Analysing the scaling behaviour and instance logs pointed toward an infrastructure constraint rather than a configuration error or application issue. Deeper investigation revealed that the VPC had accumulated a large number of unused Elastic Network Interfaces - close enough to the service limit that new EC2 instances could not acquire private IP addresses during scale-out events.

The Auto Scaling Group was trying to launch instances. The instances were failing silently. And because the failure mode was infrastructure-level rather than application-level, it was not surfacing in the places the team was looking.

The broader environment told a similar story.

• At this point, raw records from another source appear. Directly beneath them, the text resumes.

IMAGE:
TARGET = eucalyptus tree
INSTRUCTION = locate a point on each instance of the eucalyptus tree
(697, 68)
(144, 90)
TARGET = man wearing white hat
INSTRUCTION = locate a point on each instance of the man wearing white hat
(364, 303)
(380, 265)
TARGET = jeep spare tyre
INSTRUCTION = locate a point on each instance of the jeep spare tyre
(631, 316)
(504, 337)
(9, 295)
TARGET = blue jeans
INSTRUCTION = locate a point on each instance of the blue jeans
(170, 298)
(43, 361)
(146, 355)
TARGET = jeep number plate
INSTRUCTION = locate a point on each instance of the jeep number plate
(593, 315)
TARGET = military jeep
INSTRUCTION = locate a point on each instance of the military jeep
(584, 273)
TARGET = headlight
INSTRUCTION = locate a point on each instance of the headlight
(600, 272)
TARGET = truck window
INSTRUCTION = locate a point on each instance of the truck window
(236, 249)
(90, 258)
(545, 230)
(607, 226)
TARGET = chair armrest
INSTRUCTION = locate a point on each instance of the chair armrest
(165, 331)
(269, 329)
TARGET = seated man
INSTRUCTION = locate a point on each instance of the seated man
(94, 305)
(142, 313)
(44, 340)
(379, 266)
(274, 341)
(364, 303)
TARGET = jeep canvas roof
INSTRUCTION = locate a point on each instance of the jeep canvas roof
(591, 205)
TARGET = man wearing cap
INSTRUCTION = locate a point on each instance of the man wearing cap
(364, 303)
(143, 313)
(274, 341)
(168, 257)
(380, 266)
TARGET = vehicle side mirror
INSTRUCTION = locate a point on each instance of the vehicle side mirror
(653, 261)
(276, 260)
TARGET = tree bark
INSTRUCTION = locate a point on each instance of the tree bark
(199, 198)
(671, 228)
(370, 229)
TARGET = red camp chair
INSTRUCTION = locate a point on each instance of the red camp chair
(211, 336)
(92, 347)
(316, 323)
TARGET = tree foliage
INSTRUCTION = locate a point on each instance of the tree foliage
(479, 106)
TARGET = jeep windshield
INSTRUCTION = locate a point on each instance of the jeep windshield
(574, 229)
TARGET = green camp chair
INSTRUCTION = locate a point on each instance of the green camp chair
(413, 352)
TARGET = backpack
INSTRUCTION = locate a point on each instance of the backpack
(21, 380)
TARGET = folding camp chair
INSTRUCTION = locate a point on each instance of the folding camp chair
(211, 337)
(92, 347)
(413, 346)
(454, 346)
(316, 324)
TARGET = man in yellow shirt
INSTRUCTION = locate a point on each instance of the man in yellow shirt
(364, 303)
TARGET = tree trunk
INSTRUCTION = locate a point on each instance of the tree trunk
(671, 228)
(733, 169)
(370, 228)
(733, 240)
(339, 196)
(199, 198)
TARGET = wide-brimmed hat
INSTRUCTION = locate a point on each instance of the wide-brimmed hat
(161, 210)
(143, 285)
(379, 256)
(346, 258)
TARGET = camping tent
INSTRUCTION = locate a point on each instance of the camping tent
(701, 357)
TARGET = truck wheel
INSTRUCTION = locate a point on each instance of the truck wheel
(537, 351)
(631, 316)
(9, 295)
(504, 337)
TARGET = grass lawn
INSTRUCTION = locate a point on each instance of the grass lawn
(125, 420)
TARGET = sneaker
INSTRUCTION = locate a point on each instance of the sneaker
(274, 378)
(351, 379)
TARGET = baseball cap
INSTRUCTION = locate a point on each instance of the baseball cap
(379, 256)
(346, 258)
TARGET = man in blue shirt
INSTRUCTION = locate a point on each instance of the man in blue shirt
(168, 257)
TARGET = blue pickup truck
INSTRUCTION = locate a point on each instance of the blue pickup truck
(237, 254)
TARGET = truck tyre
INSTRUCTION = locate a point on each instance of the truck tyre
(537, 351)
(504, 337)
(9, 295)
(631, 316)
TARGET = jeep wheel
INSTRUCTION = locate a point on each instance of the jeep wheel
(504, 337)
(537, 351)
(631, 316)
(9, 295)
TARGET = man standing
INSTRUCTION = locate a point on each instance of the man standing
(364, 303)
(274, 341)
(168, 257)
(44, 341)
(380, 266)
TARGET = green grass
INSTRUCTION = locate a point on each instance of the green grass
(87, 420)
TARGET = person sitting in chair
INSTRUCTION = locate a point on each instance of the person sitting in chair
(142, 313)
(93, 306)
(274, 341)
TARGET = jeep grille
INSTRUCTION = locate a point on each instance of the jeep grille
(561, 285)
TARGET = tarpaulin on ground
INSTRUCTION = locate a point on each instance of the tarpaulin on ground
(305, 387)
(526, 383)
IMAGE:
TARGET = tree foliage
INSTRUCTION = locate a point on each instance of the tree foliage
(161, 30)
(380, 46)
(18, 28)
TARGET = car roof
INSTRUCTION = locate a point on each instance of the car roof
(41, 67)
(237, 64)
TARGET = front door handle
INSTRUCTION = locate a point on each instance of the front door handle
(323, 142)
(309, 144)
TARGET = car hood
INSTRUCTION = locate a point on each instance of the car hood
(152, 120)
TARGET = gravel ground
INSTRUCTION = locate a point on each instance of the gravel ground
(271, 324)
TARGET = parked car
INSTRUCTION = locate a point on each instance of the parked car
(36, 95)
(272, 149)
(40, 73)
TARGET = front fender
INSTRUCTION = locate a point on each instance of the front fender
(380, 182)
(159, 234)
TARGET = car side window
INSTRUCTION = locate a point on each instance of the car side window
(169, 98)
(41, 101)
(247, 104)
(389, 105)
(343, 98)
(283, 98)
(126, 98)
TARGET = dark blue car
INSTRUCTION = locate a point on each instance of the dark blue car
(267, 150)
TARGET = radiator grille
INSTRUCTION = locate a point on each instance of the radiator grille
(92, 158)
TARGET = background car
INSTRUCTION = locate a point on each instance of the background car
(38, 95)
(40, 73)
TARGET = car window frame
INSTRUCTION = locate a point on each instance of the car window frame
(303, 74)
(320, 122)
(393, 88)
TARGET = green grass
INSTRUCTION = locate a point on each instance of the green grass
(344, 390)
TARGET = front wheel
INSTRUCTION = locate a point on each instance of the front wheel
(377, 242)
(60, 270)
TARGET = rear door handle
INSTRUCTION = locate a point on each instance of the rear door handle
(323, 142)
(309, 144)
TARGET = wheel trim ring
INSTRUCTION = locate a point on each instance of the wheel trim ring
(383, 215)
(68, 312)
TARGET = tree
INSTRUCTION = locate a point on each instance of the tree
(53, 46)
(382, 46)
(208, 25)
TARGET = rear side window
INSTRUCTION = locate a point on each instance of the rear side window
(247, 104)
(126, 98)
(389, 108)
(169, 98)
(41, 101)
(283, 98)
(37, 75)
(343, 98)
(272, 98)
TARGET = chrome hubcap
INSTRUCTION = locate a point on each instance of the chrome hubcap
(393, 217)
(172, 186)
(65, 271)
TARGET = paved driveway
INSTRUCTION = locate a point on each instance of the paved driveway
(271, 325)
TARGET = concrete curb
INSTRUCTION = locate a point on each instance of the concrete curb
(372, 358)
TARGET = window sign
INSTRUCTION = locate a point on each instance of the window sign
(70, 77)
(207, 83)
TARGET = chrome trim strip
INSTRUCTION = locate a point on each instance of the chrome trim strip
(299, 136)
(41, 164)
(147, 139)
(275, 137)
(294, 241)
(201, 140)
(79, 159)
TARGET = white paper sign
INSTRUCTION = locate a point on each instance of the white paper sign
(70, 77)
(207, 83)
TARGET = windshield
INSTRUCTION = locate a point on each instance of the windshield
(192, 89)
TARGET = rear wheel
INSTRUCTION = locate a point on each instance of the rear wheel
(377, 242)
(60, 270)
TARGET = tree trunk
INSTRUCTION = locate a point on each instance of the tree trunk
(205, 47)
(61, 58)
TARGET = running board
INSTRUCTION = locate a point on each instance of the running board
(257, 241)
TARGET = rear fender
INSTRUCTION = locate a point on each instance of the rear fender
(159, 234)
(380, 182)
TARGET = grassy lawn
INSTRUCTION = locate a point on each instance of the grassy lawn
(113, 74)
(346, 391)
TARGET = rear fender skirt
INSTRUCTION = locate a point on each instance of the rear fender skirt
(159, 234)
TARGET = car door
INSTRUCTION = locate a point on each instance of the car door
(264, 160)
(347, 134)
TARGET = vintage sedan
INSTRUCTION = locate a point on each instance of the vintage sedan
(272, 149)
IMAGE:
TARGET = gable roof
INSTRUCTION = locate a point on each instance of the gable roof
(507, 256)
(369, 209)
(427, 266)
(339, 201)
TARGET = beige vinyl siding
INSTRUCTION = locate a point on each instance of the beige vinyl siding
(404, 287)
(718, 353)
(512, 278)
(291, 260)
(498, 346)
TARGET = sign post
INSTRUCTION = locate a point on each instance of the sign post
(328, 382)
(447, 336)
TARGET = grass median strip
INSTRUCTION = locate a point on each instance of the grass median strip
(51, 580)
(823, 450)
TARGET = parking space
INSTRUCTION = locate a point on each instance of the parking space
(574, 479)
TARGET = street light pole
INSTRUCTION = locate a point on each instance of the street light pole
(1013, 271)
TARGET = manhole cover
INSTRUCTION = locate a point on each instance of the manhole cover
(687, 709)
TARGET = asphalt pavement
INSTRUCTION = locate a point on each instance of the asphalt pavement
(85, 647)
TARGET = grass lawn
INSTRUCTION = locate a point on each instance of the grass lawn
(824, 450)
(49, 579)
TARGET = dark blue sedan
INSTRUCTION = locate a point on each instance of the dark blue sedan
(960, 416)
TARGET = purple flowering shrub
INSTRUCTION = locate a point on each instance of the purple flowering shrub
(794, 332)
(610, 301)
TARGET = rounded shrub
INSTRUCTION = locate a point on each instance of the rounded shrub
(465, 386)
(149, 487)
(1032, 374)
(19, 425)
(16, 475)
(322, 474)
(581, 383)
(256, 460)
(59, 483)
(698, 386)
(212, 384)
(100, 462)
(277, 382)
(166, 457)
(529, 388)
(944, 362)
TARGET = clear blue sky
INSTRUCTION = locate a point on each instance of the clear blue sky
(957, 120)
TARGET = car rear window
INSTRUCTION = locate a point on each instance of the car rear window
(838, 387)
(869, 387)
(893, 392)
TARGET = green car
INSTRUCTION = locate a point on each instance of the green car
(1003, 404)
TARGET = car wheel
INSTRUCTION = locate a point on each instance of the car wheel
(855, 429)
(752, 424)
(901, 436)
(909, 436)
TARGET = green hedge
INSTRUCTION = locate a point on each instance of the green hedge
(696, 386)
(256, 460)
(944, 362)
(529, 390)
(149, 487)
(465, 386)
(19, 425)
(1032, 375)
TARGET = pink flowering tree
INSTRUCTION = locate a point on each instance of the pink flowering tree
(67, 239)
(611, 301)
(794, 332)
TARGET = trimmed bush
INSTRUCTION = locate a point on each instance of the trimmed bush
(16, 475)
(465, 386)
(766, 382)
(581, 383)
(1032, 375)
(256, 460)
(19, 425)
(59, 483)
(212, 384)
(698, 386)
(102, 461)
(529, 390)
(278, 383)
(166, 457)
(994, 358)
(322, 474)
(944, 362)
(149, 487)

Unused AMIs, orphaned EBS volumes and outdated snapshots had accumulated over time - not through negligence, but through gaps in the deployment pipeline and operational processes that had never been closed.

How I Approached It

The immediate fix was clear: clean up the unused ENIs to bring the VPC back within usable headroom. This restored scaling functionality immediately.

To prevent the same condition recurring, I implemented a lightweight automation script to regularly identify and remove unused ENIs before they could accumulate to service-limit levels again.

The cost side required a different approach. Rather than simply deleting orphaned resources, I worked with the system owner to trace the root cause - understanding why those resources existed in the first place. That led back to specific gaps in pipeline logic and governance controls. Fixing the pipeline meant the problem would not keep reappearing; cleaning up the backlog without fixing the source would just delay the next occurrence.

What Changed

Auto-scaling was fully restored, and the platform returned to operating at its intended capacity. The customer also gained a clearer picture of how their operational processes were contributing to infrastructure drift.

The combined effect of the ENI cleanup, the orphaned resource removal, and the pipeline corrections reduced overall cloud spend by approximately one-third - a significant outcome from work that began as a performance investigation.

Lessons for Enterprise Cloud Platform Management

Service limits are invisible until they are not. AWS service limits rarely come up in architecture reviews, but they are real constraints that can cause failures in ways that do not surface clearly in standard monitoring. For platforms running at scale with high instance churn, tracking ENI usage, IP address availability and other VPC resource limits deserves to be part of standard operational hygiene.

Silent failures are the most dangerous kind. The auto-scaling was not throwing visible errors. It was just not working. This is a good reminder that absence of alerts is not the same as absence of problems. Observability needs to include capacity and infrastructure-layer metrics, not just application health.

Automation prevents recurrence; root cause prevents repetition. The ENI cleanup script addressed the symptom reliably. But the pipeline and governance work addressed why it happened. Both matter: one buys time, the other closes the gap.

Operational drift is a cost problem. Orphaned resources do not announce themselves. They accumulate quietly across deployments and over time they become real spend. Building cleanup and validation into delivery pipelines - rather than relying on periodic manual reviews - is the only sustainable way to manage this at scale.